Matteo Thun: Architekt ohne Grenzen

Er hat modernes Design geprägt und preisgekrönte Häuser und Hotels gebaut. Jetzt gestaltet er gemeinsam mit weiteren internationalen Stararchitekten Villen am Gardasee, die in die Architekturgeschichte eingehen könnten.

Matteo Thun ist ein unab­lässiger Kämpfer für die richtige Form. Die weltberühmte Mokkatasse von Alessi mit dem o-förmigen Ring an der Seite, in dem Daumen und Zeigefinger wie von selbst zueinanderfinden, geht auf sein Konto. Auch die rote Meinl-Kaffeeschale, bei der das schwarze Band von einem umgedrehten Fez zum Henkel wird, stammt von ihm. Mit den bunten, schrägen, ausgefransten Möbeln der Designgruppe Memphis, deren Mitbegründer er war, fand er Eingang in die internationalen Kunstmuseen. Und mit dem auf 1500 Meter Seehöhe wie ein liegender Baum gestalteten Vigilius Mountain Resort in Südtirol setzte er ein Architekturkunstwerk aus Holz in die Berglandschaft.
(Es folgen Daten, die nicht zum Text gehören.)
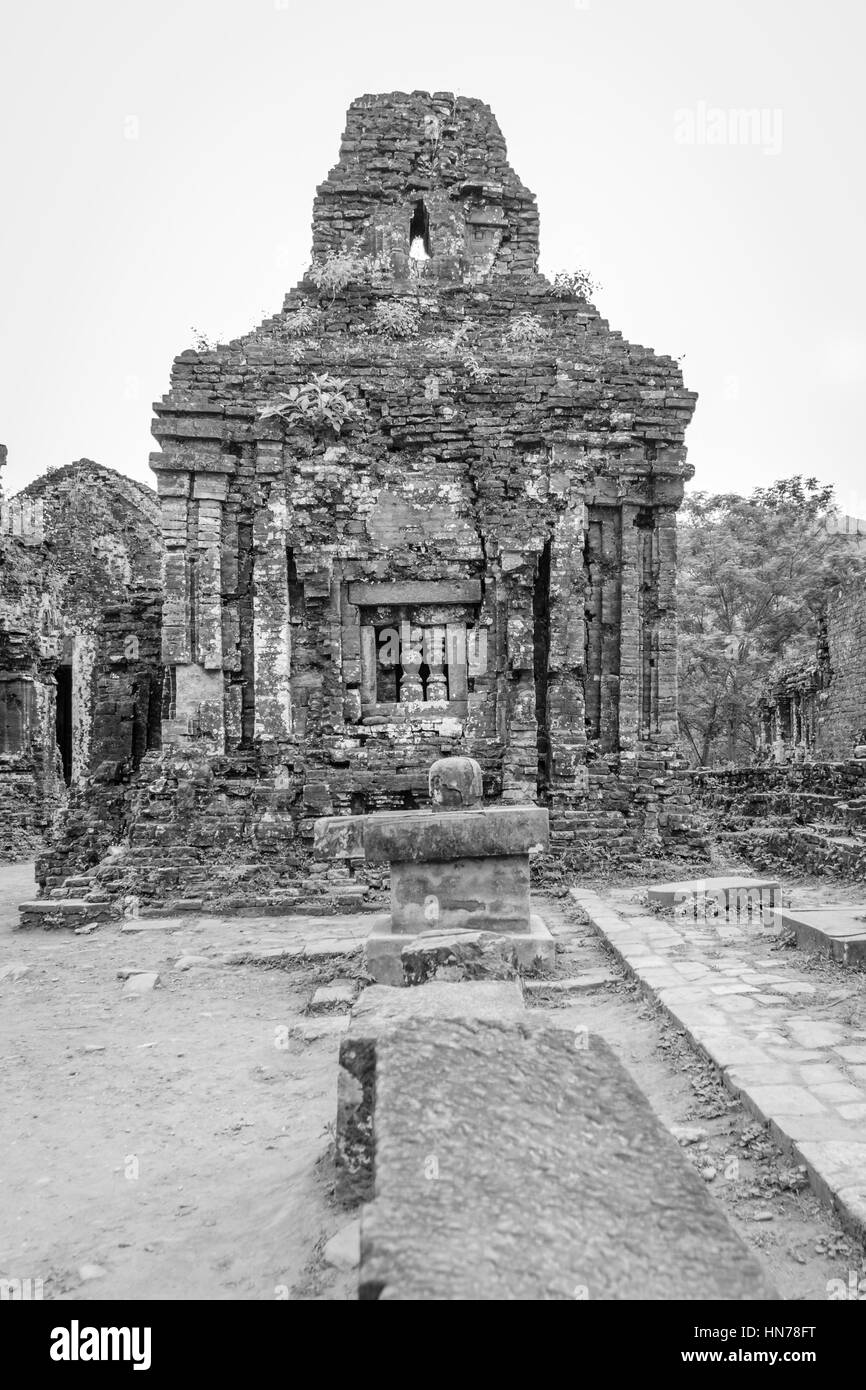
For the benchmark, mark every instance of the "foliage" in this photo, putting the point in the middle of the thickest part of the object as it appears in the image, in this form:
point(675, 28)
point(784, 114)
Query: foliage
point(395, 319)
point(341, 268)
point(526, 331)
point(474, 370)
point(573, 284)
point(316, 405)
point(754, 580)
point(300, 321)
point(203, 342)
Man sieht: Matteo Thun hat der Welt schon ganz schön oft seinen Stempel aufgedrückt.

Wie viele Objekte er designt hat, weiß er selber nicht. Oder er tut so, als ob es ihm nicht wichtig sei. Denn mit dem Begriff »designen« hat er es nicht so. Zwischen einem Hausbau und der Gestaltung eines Stuhls liegen für Thun kaum Unterschiede. Und zeichnen muss man ja bei beidem, meint er. Aber Thun hat die Grenzen zwischen Design und Architektur ohnehin längst gesprengt. Das belegt die Fülle von Preisen und Auszeichnungen, die er für seine Werke erhalten hat. Auffällig dabei ist, dass sich Thuns Arbeiten häufig auf Hotels konzentrieren. ­»Unser Büro kann vom Masterplan über das Interieur, das Design der Zimmer und der Public Spaces bis hin zum Spa-Bereich sämtliche innovativen Lösungsmöglichkeiten bieten«, ­erklärt Thun.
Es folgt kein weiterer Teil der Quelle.